Syria: US-backed SDF challenges Assad military threats | News | Al Jazeera

Syria: US-backed SDF challenges Assad military threats

SDF says Assad's threat of a military confrontation with the group will only bring more 'destruction'.

    Both the SDF and Russian-backed Syrian government troops are engaged in separate operations against ISIL [File: Reuters]
    Both the SDF and Russian-backed Syrian government troops are engaged in separate operations against ISIL [File: Reuters]

    Syrian Democratic Forces (SDF) has said a threat by President Bashar al-Assad to use force to recover the swath of northern and eastern Syria controlled by the group would not yield any results.

    Military intervention is "not a solution that can lead to results," SDF spokesperson Kino Gabriel told Reuters News Agency on Thursday.

    "Any military solution, as far as the SDF is concerned, will lead to more losses and destruction and difficulties for the Syrian people," Kino said.

    Earlier on Thursday, Assad warned in an interview with the broadcaster Russia Today that he would not hesitate to use force to reclaim the one-third of the country under SDF control, if negotiations fail.

    He also warned that the US should learn the lesson of Iraq and remove its troops from Syria.

    "The only problem left in Syria is the SDF," Assad said.

    "We're going to deal with it by two options," he said.

    "The first one: we started now opening doors for negotiations. Because the majority of them are Syrians, supposedly, they like their country, they don't like to be puppets to any foreigners," Assad said in English.

    "We have one option, to live with each other as Syrians.

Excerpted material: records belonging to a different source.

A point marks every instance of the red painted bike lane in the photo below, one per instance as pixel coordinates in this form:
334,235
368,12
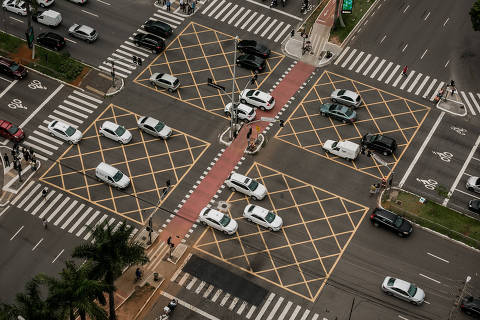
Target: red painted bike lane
201,196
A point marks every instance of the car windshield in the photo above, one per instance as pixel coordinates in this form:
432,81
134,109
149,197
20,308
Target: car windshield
13,129
120,131
117,176
70,131
398,222
225,220
253,185
159,126
412,290
270,217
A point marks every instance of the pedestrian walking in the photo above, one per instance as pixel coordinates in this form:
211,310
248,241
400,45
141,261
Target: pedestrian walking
6,160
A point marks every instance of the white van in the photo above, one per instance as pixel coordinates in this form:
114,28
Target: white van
49,18
344,149
112,176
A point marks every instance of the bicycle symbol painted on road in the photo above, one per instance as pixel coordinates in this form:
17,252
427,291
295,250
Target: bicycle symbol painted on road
35,84
444,156
458,130
16,104
429,184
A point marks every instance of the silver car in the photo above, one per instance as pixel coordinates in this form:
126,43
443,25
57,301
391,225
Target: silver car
154,127
83,32
165,80
473,184
403,290
346,97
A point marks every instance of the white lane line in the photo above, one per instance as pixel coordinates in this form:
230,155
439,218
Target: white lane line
429,278
16,233
460,174
93,14
420,151
35,247
430,254
422,85
58,255
265,306
189,306
341,55
363,63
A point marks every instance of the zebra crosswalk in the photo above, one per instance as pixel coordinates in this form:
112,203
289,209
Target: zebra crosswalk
74,110
246,19
123,56
390,73
274,307
62,211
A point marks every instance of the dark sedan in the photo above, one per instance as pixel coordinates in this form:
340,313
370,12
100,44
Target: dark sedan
253,47
339,112
249,61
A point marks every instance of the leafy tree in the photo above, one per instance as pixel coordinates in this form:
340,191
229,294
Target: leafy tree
110,252
76,293
475,15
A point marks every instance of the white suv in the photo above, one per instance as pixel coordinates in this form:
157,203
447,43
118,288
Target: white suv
244,112
247,186
218,220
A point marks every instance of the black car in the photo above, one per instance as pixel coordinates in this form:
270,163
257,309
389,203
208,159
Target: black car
471,306
249,61
159,28
392,221
253,47
474,205
149,41
12,69
380,143
51,40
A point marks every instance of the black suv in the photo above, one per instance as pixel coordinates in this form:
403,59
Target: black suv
159,28
380,143
51,40
149,41
249,61
389,220
253,47
471,306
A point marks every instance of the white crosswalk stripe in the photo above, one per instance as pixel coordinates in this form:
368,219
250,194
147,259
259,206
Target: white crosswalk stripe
415,82
247,19
70,214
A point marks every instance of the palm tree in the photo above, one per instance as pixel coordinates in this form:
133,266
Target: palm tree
76,293
110,252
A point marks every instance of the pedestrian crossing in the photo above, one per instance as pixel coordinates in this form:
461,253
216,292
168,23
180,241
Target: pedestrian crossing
74,110
246,19
274,307
123,56
62,211
390,73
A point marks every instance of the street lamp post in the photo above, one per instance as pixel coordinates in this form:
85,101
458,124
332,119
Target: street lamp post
233,117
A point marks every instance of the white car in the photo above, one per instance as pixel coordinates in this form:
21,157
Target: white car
263,217
45,3
115,132
154,127
18,7
65,132
218,220
258,99
247,186
244,112
403,290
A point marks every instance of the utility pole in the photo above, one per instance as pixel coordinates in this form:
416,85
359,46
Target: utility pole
233,119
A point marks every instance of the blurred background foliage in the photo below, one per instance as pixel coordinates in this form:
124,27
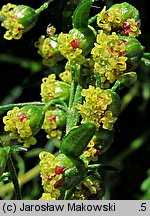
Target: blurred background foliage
21,74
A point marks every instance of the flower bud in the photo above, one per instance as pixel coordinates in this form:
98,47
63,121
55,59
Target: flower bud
35,115
26,16
91,188
17,20
52,88
48,49
103,139
122,18
85,38
55,120
134,51
4,153
115,106
129,79
74,143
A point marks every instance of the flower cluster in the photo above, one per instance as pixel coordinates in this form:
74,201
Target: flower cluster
14,28
90,188
17,20
54,121
48,49
109,58
95,108
121,18
52,88
19,127
51,174
69,47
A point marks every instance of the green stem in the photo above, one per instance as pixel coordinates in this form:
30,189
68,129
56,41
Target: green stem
146,55
54,102
116,85
73,115
47,105
14,177
11,106
98,80
72,90
92,19
146,62
43,7
31,174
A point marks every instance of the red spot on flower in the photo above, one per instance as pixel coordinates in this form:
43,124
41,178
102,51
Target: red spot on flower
14,16
126,27
19,29
48,177
58,169
22,117
52,56
97,153
57,184
74,44
52,118
106,16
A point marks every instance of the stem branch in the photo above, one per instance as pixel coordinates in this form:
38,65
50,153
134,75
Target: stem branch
14,177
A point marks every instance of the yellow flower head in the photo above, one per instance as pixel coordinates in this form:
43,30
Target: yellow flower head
95,108
88,189
90,152
14,28
109,58
69,48
50,125
52,88
48,88
115,19
48,49
19,127
51,175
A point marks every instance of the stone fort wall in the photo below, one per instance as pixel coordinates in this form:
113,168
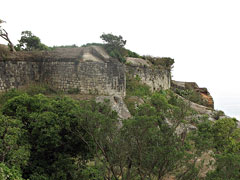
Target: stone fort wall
89,70
88,76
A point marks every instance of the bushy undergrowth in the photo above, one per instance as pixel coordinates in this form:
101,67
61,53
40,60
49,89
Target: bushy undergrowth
192,96
58,138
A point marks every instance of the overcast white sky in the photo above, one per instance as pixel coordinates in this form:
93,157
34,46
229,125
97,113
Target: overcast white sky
203,36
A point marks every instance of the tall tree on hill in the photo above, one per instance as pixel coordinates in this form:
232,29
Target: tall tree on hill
114,45
4,35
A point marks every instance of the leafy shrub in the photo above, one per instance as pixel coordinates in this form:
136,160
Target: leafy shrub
30,42
191,95
160,61
136,88
114,46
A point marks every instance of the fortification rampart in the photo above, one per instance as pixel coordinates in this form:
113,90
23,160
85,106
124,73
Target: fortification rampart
89,70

If not, we're going to resort ... to liberating those areas by force."

    Founded in 2015, the SDF says it is fighting to establish a democratic and federal Syria along the lines of the Rojava region in the north.

    Its makeup largely consists of Kurdish YPG fighters and smaller groups of Arab, Turkmen and Armenian fighters.

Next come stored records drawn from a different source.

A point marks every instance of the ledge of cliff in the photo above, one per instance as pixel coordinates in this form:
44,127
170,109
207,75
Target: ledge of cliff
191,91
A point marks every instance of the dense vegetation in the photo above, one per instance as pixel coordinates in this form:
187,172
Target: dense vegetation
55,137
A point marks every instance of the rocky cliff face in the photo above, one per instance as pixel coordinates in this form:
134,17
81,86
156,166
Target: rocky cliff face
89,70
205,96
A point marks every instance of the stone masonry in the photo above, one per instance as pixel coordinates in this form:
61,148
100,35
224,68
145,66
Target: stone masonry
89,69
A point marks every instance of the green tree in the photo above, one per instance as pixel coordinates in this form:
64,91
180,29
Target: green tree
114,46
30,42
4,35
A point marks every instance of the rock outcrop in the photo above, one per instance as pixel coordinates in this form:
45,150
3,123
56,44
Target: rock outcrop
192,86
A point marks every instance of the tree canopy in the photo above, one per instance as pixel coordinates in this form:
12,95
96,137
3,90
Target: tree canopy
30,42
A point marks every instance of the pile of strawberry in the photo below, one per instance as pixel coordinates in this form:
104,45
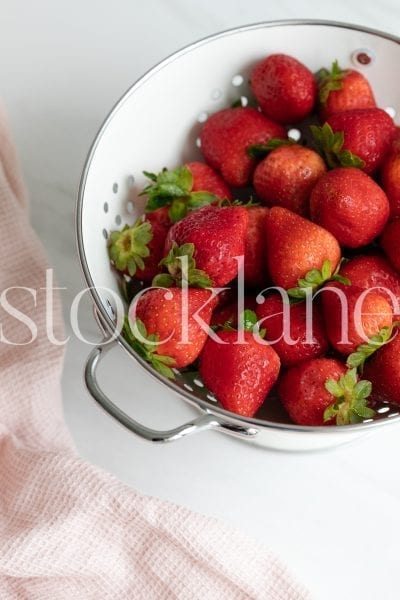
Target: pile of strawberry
322,223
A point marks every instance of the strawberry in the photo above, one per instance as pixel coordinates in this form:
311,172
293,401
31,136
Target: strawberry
160,224
287,175
383,370
356,138
284,88
239,374
390,242
295,246
129,247
340,90
390,178
321,392
255,264
226,136
205,178
228,313
349,204
160,331
344,325
373,270
218,235
271,316
185,188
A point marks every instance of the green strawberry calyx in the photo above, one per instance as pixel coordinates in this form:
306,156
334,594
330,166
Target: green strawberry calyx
330,146
316,278
146,346
363,352
181,267
127,248
351,399
261,150
248,322
329,81
173,188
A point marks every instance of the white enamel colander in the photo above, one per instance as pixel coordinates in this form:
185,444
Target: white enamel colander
156,124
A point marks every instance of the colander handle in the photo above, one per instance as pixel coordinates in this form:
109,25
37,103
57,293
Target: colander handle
202,423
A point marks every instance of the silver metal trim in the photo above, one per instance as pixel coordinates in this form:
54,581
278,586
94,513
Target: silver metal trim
206,421
108,324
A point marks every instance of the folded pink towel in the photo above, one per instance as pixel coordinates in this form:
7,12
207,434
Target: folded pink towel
67,529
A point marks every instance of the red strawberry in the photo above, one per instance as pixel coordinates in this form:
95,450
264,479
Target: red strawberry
344,325
271,312
284,88
129,248
372,270
160,224
286,177
295,246
390,177
218,235
349,204
390,242
229,312
356,138
255,264
206,179
341,90
160,311
240,375
227,135
321,392
383,370
184,189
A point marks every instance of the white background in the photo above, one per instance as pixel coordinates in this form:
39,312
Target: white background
332,516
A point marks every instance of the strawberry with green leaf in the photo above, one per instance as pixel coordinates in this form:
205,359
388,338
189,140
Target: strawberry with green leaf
342,89
295,246
383,370
183,189
239,374
218,235
351,205
358,138
146,345
181,267
351,399
288,335
129,247
286,176
162,312
364,351
226,136
353,316
315,279
322,392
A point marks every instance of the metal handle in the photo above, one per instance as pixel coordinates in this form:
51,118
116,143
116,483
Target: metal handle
202,423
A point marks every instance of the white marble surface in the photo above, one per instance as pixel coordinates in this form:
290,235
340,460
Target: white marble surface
333,516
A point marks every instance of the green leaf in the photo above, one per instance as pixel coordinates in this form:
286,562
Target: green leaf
128,247
261,150
351,398
181,268
329,81
364,351
247,320
312,281
163,280
334,388
146,346
178,210
330,146
198,199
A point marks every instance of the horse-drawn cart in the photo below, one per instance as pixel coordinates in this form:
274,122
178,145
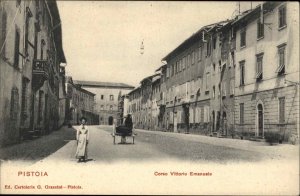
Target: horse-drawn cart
114,135
123,132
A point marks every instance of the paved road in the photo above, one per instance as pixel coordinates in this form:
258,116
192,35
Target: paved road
132,169
151,145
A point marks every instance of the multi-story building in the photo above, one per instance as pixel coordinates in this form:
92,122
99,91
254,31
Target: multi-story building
80,103
267,70
62,98
48,56
236,77
134,106
31,53
106,98
192,78
143,103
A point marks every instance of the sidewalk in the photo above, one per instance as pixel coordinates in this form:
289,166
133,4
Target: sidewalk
281,150
37,149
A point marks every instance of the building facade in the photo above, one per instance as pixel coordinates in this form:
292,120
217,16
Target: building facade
31,53
106,98
238,77
80,103
267,73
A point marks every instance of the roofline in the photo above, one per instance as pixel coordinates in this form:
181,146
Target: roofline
103,86
191,37
150,77
78,87
57,30
250,13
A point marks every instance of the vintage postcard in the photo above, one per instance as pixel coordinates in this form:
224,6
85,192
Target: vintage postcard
149,97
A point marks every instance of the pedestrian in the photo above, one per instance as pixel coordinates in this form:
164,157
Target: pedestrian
82,137
126,129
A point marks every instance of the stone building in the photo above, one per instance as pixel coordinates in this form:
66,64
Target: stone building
192,78
80,103
106,98
30,56
48,56
235,77
134,106
267,72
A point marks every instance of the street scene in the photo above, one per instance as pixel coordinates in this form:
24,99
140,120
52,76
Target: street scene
148,146
152,90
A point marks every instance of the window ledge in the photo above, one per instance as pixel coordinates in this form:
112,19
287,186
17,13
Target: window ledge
283,27
259,38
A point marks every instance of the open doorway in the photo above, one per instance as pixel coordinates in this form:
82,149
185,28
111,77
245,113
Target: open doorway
110,120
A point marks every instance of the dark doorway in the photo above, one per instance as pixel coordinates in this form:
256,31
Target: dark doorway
213,121
110,120
224,123
260,120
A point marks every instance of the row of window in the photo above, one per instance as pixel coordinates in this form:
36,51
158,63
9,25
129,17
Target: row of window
185,62
109,107
260,26
111,97
280,70
281,111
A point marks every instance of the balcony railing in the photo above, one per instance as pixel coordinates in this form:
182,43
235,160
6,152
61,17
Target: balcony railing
40,72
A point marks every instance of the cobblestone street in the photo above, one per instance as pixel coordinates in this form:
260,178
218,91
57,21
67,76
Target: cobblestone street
39,148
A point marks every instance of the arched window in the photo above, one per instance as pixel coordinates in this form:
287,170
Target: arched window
14,102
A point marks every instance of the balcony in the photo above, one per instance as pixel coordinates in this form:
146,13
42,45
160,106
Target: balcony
40,73
232,44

    Last year, the US began arming them before an offensive to recapture Raqqa, the former de facto capital of the Islamic State of Iraq and the Levant (ISIL, also known as ISIS).

    The Kurdish YPG and its allies have carved out autonomous regions in the north, and they now control nearly a quarter of Syria.

    Both the SDF and Russian-backed Syrian government troops are engaged in separate operations against ISIL in eastern Syria.

    Assad said a confrontation between Russia and US forces over Syria had been narrowly avoided "by the wisdom of the Russian leadership".